To start with, we will be considering a linear classifier for a binary classification problem with labels $y \in - 1, 1$ and features $x$ . We will use parameters $w$ , $b$ instead of $θ$ , and write our classifier as

\begin{array}{r} (1) & h (x) = g (w^{T} x + b) \end{array}

Here, $g (z) = 1$ if $z \geq 0$ , and $g (z) = - 1$ otherwise.

我们称

\begin{array}{r} (2) & f (x) = w^{T} x + b \end{array}

为 discriminant function。

$f (x) = 0$ 就构成了我们的 hyperplane，intuition 什么的我就不说了。

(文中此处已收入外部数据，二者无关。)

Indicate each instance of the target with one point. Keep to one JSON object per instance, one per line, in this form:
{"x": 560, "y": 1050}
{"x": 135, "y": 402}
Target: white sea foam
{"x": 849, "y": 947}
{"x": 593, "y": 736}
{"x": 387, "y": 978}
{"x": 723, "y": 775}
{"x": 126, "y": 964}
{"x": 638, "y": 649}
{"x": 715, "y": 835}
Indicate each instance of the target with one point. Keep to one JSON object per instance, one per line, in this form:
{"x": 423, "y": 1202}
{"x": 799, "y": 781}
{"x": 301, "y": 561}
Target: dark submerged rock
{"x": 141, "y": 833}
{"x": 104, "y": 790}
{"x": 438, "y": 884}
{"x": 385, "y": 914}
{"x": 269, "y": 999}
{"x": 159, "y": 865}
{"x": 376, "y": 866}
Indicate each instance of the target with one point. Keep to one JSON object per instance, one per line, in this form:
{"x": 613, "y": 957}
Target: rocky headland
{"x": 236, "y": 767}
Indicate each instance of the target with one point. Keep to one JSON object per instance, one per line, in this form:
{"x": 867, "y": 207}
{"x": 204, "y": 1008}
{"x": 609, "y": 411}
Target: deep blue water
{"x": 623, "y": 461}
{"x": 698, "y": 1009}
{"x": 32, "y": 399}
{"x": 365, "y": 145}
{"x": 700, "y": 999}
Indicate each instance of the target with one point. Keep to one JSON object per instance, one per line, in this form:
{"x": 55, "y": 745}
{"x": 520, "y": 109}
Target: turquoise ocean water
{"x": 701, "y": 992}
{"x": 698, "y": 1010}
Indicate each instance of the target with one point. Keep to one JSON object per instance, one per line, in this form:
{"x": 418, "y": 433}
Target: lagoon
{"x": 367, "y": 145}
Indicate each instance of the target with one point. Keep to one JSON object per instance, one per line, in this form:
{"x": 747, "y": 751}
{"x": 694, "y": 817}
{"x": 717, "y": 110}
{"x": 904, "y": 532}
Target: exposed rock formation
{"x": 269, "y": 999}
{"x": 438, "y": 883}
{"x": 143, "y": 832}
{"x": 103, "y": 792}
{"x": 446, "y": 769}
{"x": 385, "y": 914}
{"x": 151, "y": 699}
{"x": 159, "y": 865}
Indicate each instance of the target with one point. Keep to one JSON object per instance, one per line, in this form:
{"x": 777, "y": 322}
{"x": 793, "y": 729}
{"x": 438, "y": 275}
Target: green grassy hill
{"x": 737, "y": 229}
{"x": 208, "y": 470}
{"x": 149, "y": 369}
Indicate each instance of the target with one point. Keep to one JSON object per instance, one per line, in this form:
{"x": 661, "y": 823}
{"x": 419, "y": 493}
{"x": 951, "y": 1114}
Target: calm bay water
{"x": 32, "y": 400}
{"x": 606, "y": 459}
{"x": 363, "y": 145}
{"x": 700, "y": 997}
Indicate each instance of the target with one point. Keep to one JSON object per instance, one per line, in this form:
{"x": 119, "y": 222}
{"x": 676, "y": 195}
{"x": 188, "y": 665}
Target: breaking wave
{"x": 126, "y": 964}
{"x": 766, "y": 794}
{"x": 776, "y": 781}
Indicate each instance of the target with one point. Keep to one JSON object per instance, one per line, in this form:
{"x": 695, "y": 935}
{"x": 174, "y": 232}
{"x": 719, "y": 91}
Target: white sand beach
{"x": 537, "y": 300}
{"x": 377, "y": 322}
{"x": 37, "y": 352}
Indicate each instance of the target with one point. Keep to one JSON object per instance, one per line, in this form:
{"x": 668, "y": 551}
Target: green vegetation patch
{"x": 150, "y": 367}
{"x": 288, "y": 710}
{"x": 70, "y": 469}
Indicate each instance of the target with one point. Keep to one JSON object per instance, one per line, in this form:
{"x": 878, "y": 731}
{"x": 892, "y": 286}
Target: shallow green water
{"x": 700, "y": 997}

考虑到 margin 时，我们要注意一个问题，那就是 margin 的度量。按 CS229 Lecture note 3 的说法，实际我们有：

\begin{array}{r} (3) & functional margin = geometric margin \times | w | \end{array}

这样其实有点不好记。另一种表达方式是：如果 $x^{*}$ 是 support vector 的话，那么 $f (x^{*}) = w^{T} x^{*} + b = \pm 1$ （这个其实是 functional margin），此时 (geometric) margin 等于 $\frac{1}{| w |}$ 。

顺便说一下记号：

\begin{array}{r} w^{T} x = ⟨ w, x ⟩ = {| w |}^{2} \end{array}

$w^{T} x = ⟨ w, x ⟩$ 叫 inner product (内积) 或者 dot product
$| w |$ 称为 vector 的 norm (模)
$\frac{w}{| w |}$ 称为 unit-length vector (单位向量，模为 1)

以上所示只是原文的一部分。